Now, the main journal pages can be sent gzipped (content-encoding: gzip), but are not cacheable (no last-modified or etag header). RSS and Atom feeds are cacheable (last-modified header), but are not gzipped. Since RSS and Atom are both full feeds now, the size of the raw RSS/Atom and the HTML journal page is pretty much the same - except that the HTML can be gzipped, dramatically reducing the size (3 or 4 times smaller is quite common).
This leaves me with a dilemma - should I check the HTML page, since it's smaller, or RSS/Atom (btw, Atom is larger than RSS) because I can use last-modified and it will only be downloaded when a change has occurred. Currently, the answer would be to check the RSS, unless the journal is so active it's likely to update every 3 times you check the RSS, in which case the savings of gzip mean it's better to check the main journal.

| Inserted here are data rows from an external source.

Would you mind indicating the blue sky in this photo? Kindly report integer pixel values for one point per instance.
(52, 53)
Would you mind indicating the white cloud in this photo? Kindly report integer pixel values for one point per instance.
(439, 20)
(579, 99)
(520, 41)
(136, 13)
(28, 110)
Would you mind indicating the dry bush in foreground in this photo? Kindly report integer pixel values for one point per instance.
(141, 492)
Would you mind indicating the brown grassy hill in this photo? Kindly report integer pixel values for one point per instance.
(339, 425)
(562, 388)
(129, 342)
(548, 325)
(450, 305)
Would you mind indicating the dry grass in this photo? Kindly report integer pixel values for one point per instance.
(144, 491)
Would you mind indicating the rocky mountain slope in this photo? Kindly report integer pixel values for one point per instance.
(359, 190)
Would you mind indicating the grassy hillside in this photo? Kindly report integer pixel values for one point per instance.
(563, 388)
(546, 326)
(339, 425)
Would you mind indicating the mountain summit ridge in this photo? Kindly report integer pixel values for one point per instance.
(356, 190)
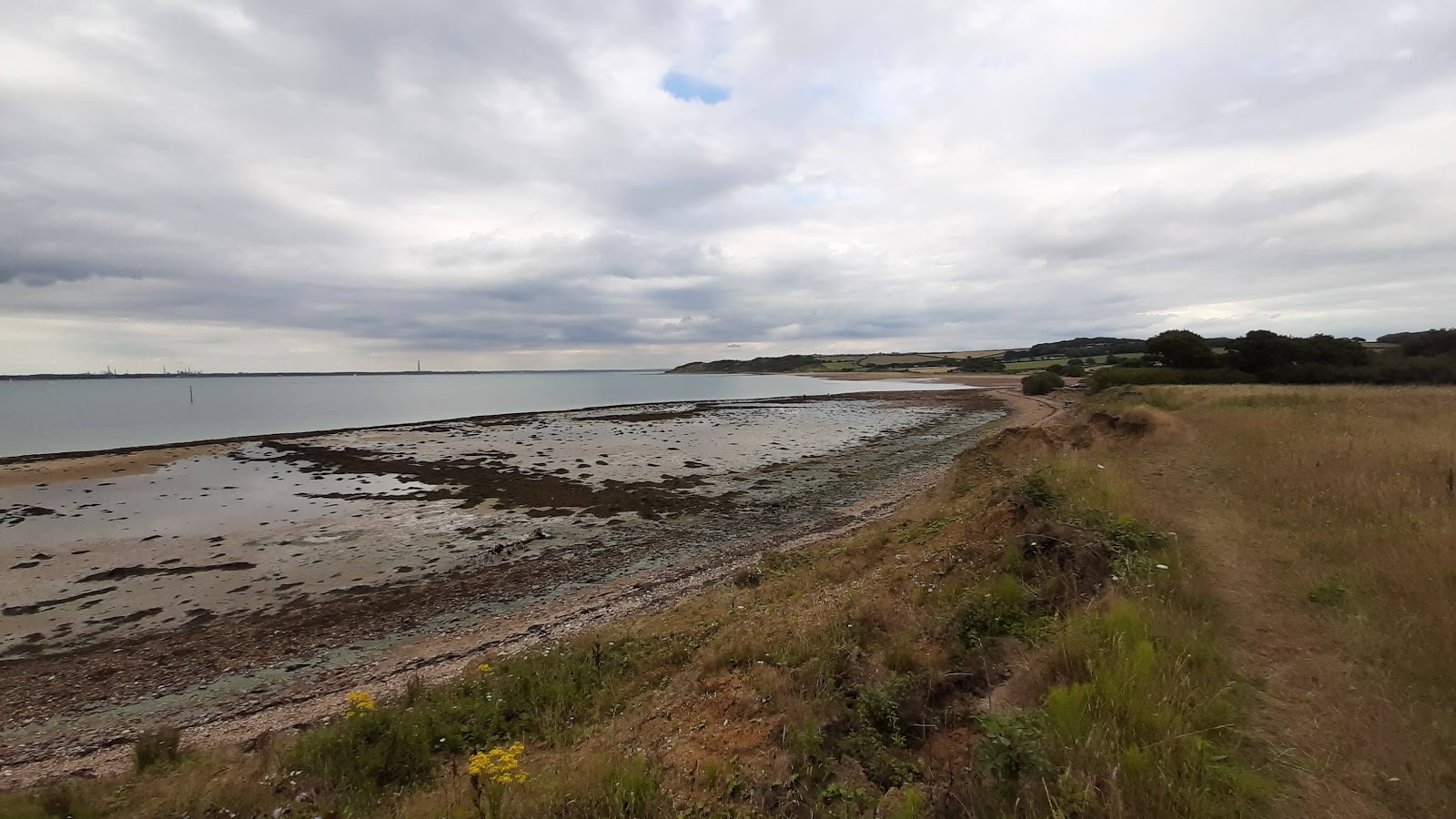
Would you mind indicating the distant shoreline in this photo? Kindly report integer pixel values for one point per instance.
(114, 376)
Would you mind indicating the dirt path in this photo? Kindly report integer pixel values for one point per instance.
(1314, 703)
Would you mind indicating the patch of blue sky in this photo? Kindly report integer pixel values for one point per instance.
(695, 89)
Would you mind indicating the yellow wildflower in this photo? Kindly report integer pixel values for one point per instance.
(500, 765)
(360, 703)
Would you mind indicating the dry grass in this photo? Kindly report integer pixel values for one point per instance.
(1329, 519)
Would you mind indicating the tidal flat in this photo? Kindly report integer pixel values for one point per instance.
(235, 588)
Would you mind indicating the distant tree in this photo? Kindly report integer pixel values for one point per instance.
(1429, 343)
(1276, 358)
(1181, 349)
(1041, 383)
(983, 365)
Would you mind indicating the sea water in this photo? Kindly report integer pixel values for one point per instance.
(92, 414)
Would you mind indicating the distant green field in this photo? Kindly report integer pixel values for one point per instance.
(839, 366)
(1045, 363)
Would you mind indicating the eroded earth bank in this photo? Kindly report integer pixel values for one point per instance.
(240, 588)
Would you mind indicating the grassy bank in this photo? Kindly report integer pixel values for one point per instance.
(1193, 602)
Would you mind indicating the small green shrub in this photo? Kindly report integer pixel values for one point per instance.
(1038, 491)
(1330, 593)
(1011, 748)
(877, 707)
(369, 753)
(1041, 383)
(157, 748)
(997, 608)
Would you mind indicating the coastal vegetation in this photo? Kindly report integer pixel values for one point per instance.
(1269, 358)
(1190, 601)
(1177, 356)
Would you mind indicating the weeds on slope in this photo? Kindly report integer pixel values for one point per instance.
(1012, 646)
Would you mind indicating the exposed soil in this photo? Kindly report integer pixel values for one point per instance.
(228, 678)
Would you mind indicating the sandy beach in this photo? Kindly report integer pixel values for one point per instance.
(233, 588)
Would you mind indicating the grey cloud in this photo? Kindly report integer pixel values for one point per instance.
(494, 177)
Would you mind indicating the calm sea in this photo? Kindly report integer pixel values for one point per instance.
(70, 416)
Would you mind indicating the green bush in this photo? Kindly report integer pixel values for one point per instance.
(999, 608)
(1011, 748)
(157, 748)
(1041, 383)
(369, 753)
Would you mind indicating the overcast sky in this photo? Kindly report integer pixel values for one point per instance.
(306, 186)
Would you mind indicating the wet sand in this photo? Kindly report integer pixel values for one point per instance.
(238, 586)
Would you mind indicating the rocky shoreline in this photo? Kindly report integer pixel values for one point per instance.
(535, 526)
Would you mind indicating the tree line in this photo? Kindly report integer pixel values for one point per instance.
(1261, 356)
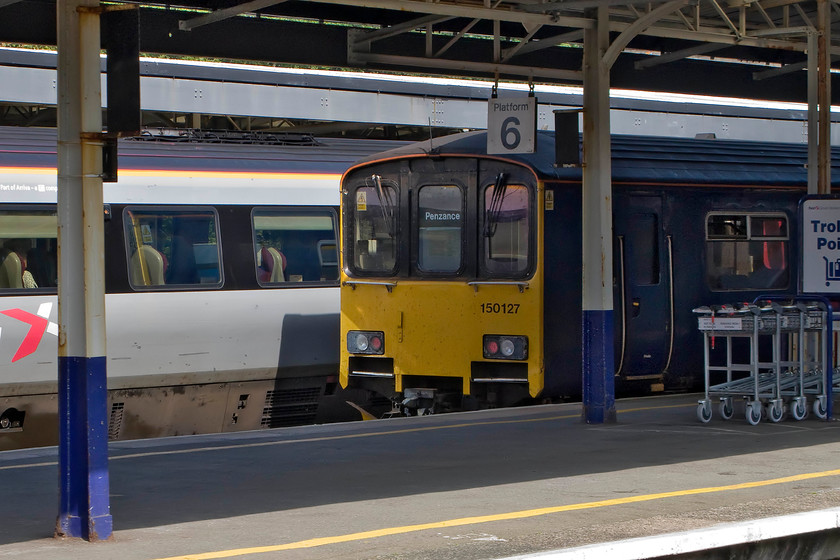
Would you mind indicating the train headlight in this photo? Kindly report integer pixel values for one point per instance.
(366, 342)
(504, 347)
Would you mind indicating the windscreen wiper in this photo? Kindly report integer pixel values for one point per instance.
(386, 204)
(493, 210)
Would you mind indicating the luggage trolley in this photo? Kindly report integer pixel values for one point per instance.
(814, 360)
(798, 329)
(729, 322)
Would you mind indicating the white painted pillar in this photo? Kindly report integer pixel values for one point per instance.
(84, 509)
(598, 334)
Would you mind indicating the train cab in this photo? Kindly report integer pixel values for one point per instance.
(442, 279)
(461, 271)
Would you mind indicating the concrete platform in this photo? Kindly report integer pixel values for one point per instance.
(485, 484)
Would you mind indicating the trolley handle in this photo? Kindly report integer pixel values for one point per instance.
(829, 351)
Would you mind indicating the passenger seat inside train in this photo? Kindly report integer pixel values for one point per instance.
(11, 271)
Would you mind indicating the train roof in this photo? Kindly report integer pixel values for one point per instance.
(254, 152)
(650, 159)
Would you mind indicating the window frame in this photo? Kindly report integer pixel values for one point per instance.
(32, 208)
(326, 211)
(349, 231)
(128, 235)
(747, 237)
(483, 270)
(414, 219)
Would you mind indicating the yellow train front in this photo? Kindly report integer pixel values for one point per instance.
(441, 289)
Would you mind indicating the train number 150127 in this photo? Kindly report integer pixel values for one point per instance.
(505, 308)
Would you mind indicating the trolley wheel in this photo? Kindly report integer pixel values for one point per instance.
(754, 412)
(820, 408)
(799, 408)
(704, 411)
(775, 410)
(726, 408)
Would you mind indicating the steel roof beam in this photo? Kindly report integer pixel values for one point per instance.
(621, 42)
(547, 43)
(467, 11)
(399, 29)
(465, 65)
(220, 15)
(703, 48)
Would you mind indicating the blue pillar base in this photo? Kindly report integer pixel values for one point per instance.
(84, 506)
(598, 368)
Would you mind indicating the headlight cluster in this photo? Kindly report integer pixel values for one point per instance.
(366, 342)
(503, 347)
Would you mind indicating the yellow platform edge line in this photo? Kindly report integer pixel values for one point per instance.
(311, 543)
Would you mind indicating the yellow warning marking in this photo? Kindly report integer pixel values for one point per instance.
(349, 436)
(311, 543)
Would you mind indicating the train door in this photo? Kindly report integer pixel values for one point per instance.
(643, 303)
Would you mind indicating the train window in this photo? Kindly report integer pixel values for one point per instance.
(374, 220)
(172, 247)
(440, 224)
(28, 249)
(295, 245)
(506, 230)
(747, 252)
(643, 249)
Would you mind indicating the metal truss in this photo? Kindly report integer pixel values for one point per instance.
(658, 32)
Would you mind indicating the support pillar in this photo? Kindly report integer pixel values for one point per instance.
(84, 508)
(824, 95)
(598, 334)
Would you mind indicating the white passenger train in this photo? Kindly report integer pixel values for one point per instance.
(221, 280)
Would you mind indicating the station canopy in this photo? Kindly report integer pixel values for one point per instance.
(736, 48)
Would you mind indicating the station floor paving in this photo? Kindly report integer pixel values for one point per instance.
(478, 485)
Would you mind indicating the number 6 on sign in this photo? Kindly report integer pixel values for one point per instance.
(512, 125)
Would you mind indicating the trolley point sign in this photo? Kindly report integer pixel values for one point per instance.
(511, 125)
(820, 245)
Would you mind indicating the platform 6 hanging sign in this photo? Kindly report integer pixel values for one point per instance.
(511, 125)
(820, 245)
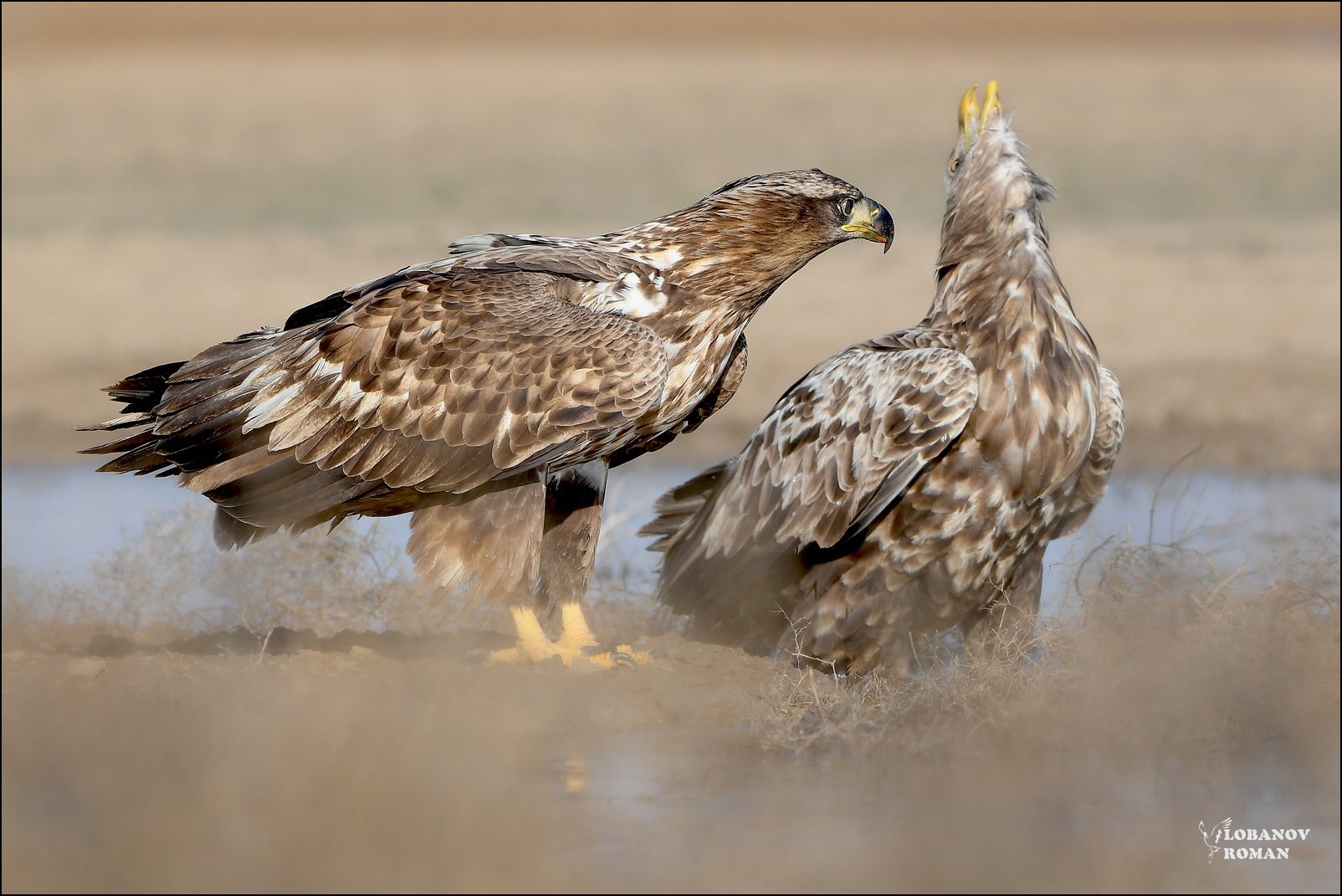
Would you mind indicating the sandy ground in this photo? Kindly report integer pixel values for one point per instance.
(172, 179)
(177, 175)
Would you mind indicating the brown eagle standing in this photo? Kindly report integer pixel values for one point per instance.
(489, 393)
(911, 482)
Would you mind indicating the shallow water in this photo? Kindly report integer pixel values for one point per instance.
(689, 807)
(62, 518)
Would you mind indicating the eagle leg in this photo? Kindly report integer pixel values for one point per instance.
(573, 500)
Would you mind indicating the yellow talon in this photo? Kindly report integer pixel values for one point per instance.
(969, 110)
(575, 645)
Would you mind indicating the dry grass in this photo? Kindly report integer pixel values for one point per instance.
(1175, 689)
(1165, 653)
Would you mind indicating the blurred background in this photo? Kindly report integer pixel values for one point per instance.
(175, 175)
(179, 173)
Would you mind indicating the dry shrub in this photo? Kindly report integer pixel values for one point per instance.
(1169, 653)
(346, 578)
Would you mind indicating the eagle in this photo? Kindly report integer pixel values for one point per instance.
(488, 393)
(911, 482)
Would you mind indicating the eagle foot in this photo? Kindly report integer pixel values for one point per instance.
(576, 645)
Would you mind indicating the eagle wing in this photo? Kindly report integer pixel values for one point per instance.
(835, 453)
(440, 378)
(1099, 460)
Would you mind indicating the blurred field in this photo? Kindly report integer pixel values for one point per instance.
(177, 175)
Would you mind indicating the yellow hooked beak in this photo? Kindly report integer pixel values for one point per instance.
(971, 118)
(969, 113)
(871, 222)
(992, 105)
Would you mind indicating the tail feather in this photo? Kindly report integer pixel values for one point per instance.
(677, 509)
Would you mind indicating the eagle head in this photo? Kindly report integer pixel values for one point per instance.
(804, 209)
(988, 166)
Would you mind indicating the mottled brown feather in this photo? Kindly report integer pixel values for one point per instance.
(882, 499)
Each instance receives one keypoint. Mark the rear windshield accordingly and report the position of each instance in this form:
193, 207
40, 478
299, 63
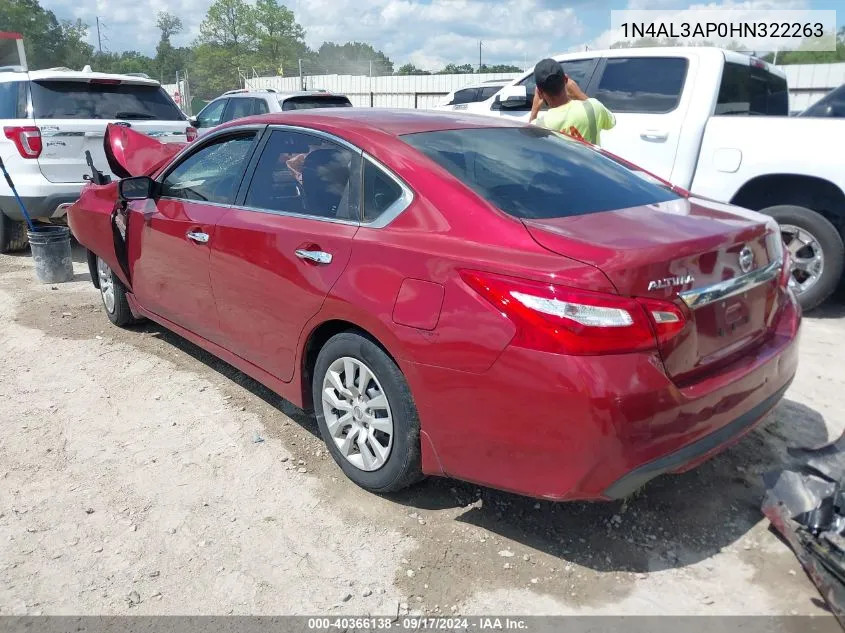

The real solution would be for gzip content-encoding to be supported on the RSS/Atom pages, giving us the best of both worlds. Is there any technical impediment to this?
Other useful links: the Cacheability Engine and a discussion about this with respect to other blogging software and RSS feeds.
Update: I forgot to mention that the cacheability report for livejournal thinks that the livejournal servers' clocks are about an hour behind real time. Ignore that, as nugget points out that web-caching.com are fools.